India Ranks Fourth Among Money Obsessed Nations
Date: Monday , March 29, 2010
It’s the time to be concerned if Indians become more money conscious. A survey report says, India has emerged as one of those nations, which believe that ‘money talks’ more than people in other countries.
As the saying goes, money isn’t everything, but it certainly means more to people now than before the global financial crisis. According to the World Journal, a public survey launched by Reuters and Ipsos puts India at the fourth rank with 78 percent of its people placing greater value on money after the global financial crisis.
In the survey, citizens from China, Japan, and Korea were the most likely to say money meant more to them. India is followed by Russia, Turkey, and Brazil. The survey reveals that the younger ones put more emphasis on money and see it as a sign of success. The respondents from the countries, which took part in the survey, held the view ‘money confirms a person’s success’ in common. The Chinese and the Koreans agree, with 69 percent of the respondents, while 67 percent of the Indians and 63 percent of Japanese support the view.
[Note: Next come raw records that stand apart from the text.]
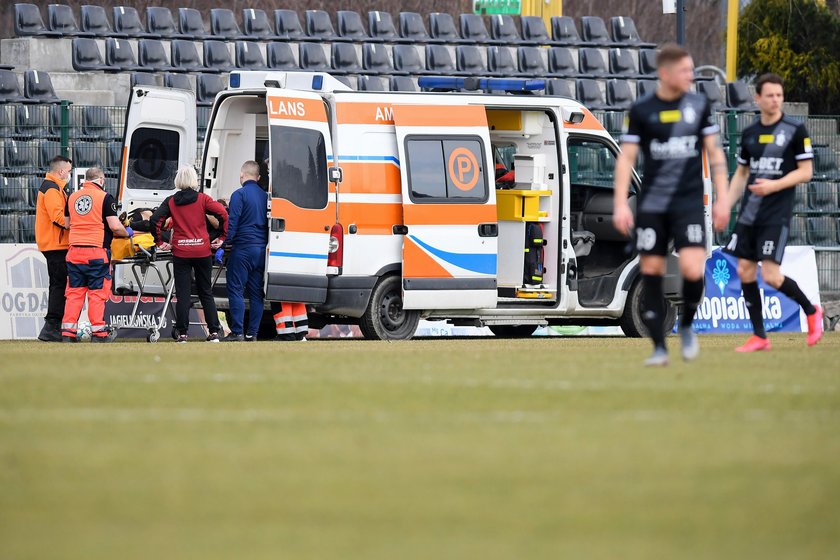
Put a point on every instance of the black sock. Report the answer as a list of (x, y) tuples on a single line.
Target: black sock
[(653, 309), (791, 289), (692, 293), (752, 296)]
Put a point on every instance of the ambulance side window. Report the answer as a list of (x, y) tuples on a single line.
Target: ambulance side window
[(448, 169), (299, 166)]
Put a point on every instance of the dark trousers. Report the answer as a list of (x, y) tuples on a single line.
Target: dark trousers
[(57, 271), (183, 270)]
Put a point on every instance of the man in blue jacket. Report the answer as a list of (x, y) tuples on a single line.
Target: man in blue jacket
[(246, 241)]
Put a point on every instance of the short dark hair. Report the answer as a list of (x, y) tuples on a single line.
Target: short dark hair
[(59, 159), (669, 53), (768, 78)]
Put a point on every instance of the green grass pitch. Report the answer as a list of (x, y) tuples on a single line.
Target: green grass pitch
[(429, 449)]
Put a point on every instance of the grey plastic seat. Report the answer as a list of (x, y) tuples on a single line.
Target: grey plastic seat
[(61, 19), (280, 56), (217, 56), (86, 56), (191, 24), (184, 56), (94, 20), (287, 25), (313, 58), (349, 26), (249, 56), (28, 22), (256, 25)]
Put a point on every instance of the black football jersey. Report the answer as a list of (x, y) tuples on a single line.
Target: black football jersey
[(772, 152), (670, 134)]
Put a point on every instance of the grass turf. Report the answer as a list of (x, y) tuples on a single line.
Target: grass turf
[(540, 448)]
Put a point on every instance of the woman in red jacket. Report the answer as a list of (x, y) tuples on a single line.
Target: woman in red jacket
[(191, 249)]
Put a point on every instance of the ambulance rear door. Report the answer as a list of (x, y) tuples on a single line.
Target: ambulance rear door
[(159, 137), (302, 208), (450, 243)]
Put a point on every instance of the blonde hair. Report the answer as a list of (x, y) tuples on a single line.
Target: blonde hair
[(186, 178)]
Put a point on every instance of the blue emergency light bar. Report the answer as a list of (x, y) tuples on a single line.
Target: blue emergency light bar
[(453, 83)]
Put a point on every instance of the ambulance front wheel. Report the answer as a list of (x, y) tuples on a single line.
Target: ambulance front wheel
[(385, 318), (631, 320)]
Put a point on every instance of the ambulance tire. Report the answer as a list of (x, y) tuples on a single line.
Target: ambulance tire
[(385, 318), (512, 331), (631, 320)]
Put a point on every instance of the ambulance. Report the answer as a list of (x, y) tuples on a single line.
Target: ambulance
[(385, 208)]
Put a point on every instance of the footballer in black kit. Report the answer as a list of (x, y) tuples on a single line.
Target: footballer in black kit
[(775, 156)]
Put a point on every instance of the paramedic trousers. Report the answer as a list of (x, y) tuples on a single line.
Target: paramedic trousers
[(183, 268), (57, 272), (291, 322), (88, 276), (245, 272)]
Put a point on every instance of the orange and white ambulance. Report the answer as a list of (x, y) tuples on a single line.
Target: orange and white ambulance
[(385, 208)]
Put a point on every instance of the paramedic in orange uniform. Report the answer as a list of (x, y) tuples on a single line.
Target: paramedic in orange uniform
[(93, 223)]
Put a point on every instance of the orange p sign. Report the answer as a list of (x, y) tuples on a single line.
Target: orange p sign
[(463, 169)]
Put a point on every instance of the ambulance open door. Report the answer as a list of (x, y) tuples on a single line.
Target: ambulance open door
[(450, 243), (302, 208), (160, 136)]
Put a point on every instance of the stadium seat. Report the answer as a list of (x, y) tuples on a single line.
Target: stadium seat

Apart from revealing the different attitudes of the countries, the survey also portrayed the mindsets of people of different facets of life. Men and women were evenly divided on the importance of money, with 65 percent of men and 64 percent of women agreeing that money was more important now. and more men than women, 47 percent to 40 percent, were likely to say money was the sign of success. Younger people were more likely to put more emphasis on money, with 71 percent of those aged under 35 saying it was more important now compared to 61 percent of people aged 35-54 and 52 percent of people aged 55 or above. People aged under 35 were also likely to see money as the sign of a person’s success, with 48 percent believing in that, compared to 40 percent of people aged 35-54 and 35 percent of those aged 55 and above.
Conducted in 23 countries, the survey found that two-thirds of 24,000 people questioned, or 65 percent, agreed that money was more important to them now than it was previously.